The famed American artist Richard Prince is in the news again for his particular practice of appropriation, and as usual questions of copyright infringement have dominated the dialogue surrounding the works on sites such as Business Insider. Prince pulls the photographs from the Instagram pages of his subjects, which is in fact the digital version of his long-standing invention of ‘Re-photography.’

The model and cosmetics entrepreneur Doe Deere wrote on Instagram recently after a portrait of her was presented at Frieze New York. “Yes, my portrait is currently displayed at the Frieze Gallery in NYC, Yes, it’s just a screenshot (not a painting). No, I did not give my permission and yes, the controversial artist Richard Prince put it up anyway. It’s already sold ($90,000 I’ve been told) during the VIP preview. No, I’m not gonna go after him. And nope, I have no idea who ended up with it!”

But Prince is no stranger to those individuals who do go after him: in 2013, the artist won a lawsuit in the United States Court of Appeals against photographer Patrick Cariou over his “Canal Zone” series, in which Prince modified in various ways several of Cariou’s Panamanian landscape photographs and portraits of Rastafarians. Subsequently it was ruled that all but five of the works altered the original content enough that they were “transformative” and therefore did not constitute infringement.

This activity has been the mainstay of the artist’s practice for many decades. Prince invented his own conceptual process as the inventor of ‘Re- photography’; the artist would appropriate existing images – often sourced from advertising as with his famous Marlborough works – and would re-contextualise them by Re-photographing the initial image – a photo of a photo – then subtly re-cropping the image: a practice that would shift the perspective of not only the viewer, but also it would seem, the courts.

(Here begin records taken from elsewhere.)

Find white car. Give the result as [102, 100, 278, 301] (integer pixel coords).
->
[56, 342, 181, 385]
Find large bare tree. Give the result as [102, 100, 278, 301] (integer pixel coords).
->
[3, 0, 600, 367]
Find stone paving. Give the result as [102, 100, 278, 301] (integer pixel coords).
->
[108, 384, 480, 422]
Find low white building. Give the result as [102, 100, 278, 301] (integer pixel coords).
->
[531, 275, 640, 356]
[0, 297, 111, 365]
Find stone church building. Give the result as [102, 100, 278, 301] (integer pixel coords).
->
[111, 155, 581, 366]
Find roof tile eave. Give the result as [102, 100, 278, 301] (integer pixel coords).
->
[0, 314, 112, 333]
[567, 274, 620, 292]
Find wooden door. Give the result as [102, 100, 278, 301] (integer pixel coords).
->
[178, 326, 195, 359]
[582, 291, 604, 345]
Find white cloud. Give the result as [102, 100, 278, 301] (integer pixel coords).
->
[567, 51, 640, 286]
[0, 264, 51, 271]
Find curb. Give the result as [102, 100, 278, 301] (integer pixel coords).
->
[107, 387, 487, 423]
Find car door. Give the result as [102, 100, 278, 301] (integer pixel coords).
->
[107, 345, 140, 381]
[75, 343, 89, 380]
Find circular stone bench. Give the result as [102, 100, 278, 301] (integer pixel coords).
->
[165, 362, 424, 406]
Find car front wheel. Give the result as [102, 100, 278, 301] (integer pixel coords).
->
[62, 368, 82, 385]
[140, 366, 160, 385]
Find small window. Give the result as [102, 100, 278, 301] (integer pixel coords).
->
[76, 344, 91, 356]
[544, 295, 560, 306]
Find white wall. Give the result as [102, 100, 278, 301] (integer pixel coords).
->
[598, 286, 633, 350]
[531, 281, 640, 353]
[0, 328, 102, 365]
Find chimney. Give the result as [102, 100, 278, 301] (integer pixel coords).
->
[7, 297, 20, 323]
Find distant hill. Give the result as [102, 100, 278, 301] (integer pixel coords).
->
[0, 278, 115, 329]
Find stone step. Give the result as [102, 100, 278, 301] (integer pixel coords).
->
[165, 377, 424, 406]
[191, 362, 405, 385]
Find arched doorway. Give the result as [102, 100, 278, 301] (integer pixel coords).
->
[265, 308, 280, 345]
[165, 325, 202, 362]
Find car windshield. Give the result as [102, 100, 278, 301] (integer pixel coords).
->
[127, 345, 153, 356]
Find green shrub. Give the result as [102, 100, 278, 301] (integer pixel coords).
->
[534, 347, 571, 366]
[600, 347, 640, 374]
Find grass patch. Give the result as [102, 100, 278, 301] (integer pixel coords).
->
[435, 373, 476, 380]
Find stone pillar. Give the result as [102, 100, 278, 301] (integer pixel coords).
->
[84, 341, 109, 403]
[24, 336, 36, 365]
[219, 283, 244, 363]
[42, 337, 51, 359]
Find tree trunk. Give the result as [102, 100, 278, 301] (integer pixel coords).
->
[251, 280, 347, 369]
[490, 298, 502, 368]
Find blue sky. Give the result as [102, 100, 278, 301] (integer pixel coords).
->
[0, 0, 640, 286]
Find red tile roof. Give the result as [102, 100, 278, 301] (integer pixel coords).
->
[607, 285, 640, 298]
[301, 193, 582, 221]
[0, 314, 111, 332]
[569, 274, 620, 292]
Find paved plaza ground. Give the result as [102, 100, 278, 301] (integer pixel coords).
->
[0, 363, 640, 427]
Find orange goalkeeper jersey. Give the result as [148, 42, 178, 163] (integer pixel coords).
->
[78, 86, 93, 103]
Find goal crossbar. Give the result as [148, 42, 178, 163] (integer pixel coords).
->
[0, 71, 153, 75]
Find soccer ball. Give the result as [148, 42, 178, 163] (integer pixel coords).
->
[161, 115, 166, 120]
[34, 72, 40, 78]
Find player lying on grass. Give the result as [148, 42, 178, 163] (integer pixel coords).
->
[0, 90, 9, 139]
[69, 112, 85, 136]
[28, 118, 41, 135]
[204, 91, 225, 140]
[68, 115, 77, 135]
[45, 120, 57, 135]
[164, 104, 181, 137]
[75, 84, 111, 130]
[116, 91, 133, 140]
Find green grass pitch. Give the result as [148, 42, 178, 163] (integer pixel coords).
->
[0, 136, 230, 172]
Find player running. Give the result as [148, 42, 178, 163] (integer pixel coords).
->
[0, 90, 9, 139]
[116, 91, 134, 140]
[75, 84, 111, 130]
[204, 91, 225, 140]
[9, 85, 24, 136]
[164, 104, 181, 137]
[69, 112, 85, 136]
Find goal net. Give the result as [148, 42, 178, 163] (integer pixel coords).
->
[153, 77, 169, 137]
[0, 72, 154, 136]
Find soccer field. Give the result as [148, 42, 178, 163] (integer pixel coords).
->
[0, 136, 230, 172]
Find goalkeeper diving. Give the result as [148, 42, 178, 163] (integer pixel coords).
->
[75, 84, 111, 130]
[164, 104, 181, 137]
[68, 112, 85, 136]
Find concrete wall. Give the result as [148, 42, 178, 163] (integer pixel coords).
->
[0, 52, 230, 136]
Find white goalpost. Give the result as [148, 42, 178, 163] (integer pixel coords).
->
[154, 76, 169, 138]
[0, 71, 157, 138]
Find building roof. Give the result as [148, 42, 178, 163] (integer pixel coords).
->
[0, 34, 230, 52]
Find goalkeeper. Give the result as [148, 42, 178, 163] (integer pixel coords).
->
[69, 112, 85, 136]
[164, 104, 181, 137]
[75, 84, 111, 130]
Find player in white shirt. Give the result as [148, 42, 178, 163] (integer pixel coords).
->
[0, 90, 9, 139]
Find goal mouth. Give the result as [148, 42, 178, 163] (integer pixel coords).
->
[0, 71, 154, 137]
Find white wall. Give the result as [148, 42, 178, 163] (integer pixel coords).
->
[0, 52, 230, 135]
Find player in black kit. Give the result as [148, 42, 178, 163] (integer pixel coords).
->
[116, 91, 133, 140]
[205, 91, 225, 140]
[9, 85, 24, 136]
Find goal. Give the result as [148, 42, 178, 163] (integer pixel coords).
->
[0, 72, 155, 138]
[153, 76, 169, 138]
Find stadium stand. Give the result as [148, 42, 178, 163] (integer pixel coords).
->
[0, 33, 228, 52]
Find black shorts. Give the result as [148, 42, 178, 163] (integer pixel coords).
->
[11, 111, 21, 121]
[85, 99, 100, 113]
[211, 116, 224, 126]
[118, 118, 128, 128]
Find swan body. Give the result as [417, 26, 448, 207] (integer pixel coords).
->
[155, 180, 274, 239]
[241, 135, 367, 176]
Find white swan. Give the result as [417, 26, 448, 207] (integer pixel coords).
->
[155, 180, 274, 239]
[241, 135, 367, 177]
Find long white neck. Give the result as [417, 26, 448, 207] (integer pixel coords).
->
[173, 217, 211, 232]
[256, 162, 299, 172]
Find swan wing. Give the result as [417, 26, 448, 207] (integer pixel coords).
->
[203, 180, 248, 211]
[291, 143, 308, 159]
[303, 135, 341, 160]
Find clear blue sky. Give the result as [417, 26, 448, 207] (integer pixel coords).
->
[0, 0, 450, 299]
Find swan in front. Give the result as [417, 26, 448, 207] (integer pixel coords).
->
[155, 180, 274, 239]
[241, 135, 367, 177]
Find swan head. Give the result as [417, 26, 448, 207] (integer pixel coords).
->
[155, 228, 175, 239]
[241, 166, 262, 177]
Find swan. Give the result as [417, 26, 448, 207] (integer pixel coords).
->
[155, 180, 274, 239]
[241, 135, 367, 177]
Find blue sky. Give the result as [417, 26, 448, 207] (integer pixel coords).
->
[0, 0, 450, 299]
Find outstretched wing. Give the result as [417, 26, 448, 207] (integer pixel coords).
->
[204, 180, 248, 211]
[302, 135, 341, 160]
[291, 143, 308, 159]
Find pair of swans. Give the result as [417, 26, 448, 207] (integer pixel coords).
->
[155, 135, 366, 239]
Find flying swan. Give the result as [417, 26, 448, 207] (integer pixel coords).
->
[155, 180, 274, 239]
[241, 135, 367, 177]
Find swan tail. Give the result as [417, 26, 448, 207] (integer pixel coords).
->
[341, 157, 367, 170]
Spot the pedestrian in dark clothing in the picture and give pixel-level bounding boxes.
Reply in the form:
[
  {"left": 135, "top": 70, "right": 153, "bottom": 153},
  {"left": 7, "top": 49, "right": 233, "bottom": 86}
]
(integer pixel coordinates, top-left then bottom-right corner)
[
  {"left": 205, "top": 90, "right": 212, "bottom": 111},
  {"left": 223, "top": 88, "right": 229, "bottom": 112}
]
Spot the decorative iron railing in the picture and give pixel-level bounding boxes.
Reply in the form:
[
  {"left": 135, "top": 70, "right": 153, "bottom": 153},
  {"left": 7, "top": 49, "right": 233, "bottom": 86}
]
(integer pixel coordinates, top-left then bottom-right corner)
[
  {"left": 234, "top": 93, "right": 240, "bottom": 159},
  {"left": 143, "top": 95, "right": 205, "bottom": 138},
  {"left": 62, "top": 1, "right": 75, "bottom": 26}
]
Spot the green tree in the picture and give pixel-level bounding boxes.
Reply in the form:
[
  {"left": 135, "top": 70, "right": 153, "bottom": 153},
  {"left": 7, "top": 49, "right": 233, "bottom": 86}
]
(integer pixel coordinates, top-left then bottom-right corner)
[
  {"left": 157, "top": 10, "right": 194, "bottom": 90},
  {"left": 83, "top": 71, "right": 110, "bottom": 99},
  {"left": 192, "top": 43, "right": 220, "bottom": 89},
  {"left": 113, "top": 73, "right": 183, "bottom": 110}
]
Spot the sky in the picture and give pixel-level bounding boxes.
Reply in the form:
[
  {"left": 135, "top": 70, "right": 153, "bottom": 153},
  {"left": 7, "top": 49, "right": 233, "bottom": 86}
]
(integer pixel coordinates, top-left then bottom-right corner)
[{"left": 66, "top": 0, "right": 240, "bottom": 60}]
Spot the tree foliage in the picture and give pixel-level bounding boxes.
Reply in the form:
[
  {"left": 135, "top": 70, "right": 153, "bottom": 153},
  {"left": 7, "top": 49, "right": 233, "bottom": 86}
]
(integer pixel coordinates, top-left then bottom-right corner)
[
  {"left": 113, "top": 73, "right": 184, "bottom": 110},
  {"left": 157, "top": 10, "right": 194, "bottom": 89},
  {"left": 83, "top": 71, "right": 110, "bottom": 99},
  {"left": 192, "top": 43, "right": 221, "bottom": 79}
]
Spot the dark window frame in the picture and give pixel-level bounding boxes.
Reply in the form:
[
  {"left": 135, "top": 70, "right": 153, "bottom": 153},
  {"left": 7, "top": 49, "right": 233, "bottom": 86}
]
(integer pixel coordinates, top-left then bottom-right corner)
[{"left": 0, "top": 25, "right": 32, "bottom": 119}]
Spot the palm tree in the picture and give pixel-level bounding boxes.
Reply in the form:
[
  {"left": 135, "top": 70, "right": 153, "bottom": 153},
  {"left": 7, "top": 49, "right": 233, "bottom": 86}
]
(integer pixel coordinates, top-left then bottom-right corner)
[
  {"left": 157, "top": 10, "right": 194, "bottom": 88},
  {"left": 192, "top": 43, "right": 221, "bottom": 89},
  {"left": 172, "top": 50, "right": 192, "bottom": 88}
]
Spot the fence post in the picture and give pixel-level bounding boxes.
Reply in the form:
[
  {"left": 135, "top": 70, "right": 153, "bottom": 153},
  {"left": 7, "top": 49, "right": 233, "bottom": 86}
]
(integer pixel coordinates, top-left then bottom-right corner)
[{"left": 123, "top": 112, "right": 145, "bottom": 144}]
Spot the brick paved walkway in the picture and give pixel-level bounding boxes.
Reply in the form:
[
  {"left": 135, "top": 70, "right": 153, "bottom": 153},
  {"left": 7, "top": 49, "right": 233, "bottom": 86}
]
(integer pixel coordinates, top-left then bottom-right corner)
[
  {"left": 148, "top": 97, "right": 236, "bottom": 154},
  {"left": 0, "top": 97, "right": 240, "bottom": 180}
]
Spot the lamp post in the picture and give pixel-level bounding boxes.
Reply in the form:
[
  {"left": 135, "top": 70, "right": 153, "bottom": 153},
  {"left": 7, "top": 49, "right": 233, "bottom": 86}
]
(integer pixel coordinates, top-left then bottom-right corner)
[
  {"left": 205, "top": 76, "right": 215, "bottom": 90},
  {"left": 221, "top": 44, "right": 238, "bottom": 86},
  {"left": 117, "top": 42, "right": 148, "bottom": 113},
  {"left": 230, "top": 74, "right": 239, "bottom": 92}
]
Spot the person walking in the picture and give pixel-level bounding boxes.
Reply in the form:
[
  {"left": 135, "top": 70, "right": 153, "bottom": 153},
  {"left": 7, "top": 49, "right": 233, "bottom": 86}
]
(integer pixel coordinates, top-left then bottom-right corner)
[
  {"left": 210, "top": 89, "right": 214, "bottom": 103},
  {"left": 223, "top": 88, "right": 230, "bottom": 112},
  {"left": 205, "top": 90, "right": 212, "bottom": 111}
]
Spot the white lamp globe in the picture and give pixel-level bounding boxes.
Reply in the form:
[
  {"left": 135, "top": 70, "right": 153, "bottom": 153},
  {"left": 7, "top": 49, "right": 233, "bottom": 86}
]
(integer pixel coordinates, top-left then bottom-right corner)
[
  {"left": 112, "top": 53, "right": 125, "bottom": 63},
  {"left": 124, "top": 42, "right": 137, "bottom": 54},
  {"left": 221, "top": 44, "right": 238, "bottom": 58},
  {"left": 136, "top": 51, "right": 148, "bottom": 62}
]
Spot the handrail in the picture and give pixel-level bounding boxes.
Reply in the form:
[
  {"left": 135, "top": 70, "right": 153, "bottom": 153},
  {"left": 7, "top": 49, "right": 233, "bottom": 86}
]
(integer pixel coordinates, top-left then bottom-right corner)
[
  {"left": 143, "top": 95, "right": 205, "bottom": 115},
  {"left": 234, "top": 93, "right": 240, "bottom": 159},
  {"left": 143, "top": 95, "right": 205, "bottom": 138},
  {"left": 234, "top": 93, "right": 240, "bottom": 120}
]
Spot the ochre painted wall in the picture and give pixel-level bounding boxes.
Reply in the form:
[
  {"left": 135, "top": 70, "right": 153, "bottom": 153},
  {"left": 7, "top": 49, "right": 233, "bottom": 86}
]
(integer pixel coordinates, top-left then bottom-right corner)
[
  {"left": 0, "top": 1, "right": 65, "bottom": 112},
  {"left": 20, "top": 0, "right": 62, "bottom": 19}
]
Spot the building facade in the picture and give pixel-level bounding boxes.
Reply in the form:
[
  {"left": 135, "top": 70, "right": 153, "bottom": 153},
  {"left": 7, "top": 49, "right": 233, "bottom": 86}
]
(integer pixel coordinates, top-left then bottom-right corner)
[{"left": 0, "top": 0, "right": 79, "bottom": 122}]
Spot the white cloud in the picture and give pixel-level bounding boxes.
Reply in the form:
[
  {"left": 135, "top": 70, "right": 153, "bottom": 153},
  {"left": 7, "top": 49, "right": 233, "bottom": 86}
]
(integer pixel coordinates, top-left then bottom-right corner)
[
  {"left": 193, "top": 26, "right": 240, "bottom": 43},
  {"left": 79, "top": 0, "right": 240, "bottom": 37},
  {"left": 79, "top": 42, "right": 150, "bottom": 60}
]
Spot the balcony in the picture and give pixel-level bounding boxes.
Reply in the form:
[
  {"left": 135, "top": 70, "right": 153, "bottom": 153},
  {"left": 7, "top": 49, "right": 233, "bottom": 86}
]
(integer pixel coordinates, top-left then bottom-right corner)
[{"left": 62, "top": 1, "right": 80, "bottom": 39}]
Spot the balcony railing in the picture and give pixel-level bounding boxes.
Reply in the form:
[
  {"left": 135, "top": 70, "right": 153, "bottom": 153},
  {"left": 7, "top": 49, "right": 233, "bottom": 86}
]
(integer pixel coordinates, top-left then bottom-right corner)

Business Insider has recently stated that it believes that unless Prince is taken to court, there is no way of knowing whether or not he is guilty of copyright infringement, despite the fact that the artist has not received permission to use most of the photographs. But the simple fact that he’s altered the images might help the work meet the requirements of fair use, which is a suitable defence against the charge of copyright infringement.

It is true that Richard Prince has built a controversial career from the appropriation of the image, due to appearing to present the works largely unchanged from the original primary source. But that in fact this is the entire point of the artist’s socio-cultural statement.

Prince’s latest practice of sourcing works from Instagram without permission and selling with images for $100,000 a piece, is currently upsetting a number of individuals; but with the appropriation of these Instagram images Prince adds his own fictional social media comments below each one. The ‘Re-photography’ hits the digital age, as the artist copies the original and does his re-crop – not only to keep the courts happy – but to re-contextualise the image.

The artist has been described throughout his career as a con man, a creative hustler. These opinions of Prince have often been insinuated; but this is an impossibility, as it would be a “position.” Many have misinterpreted ambiguity for dishonesty, but for the work to be disingenuous it would require a singular viewpoint: the artist has always held the Duchampian standpoint of a ‘non-authorial’ position. Prince’s ego is not present in the creation of the work.

The artist’s Instagram copy is in fact simulacrum as the initial Instagramer’s identity is masked through Prince’s re-contextualisation of the image – the work is a signifier of our current cultural predicament: the image becomes a reflection of itself, our identity is lost. Baudrillard was right about mass media substituting itself for reality, and Prince proves it via the cyclical emptiness of a social media reflection. There is a long-standing tradition of appropriation in art, after all, where would current cultural understanding – and the image in art be – without the appropriations of Andy Warhol? Is appropriation art appropriate? – Absolutely.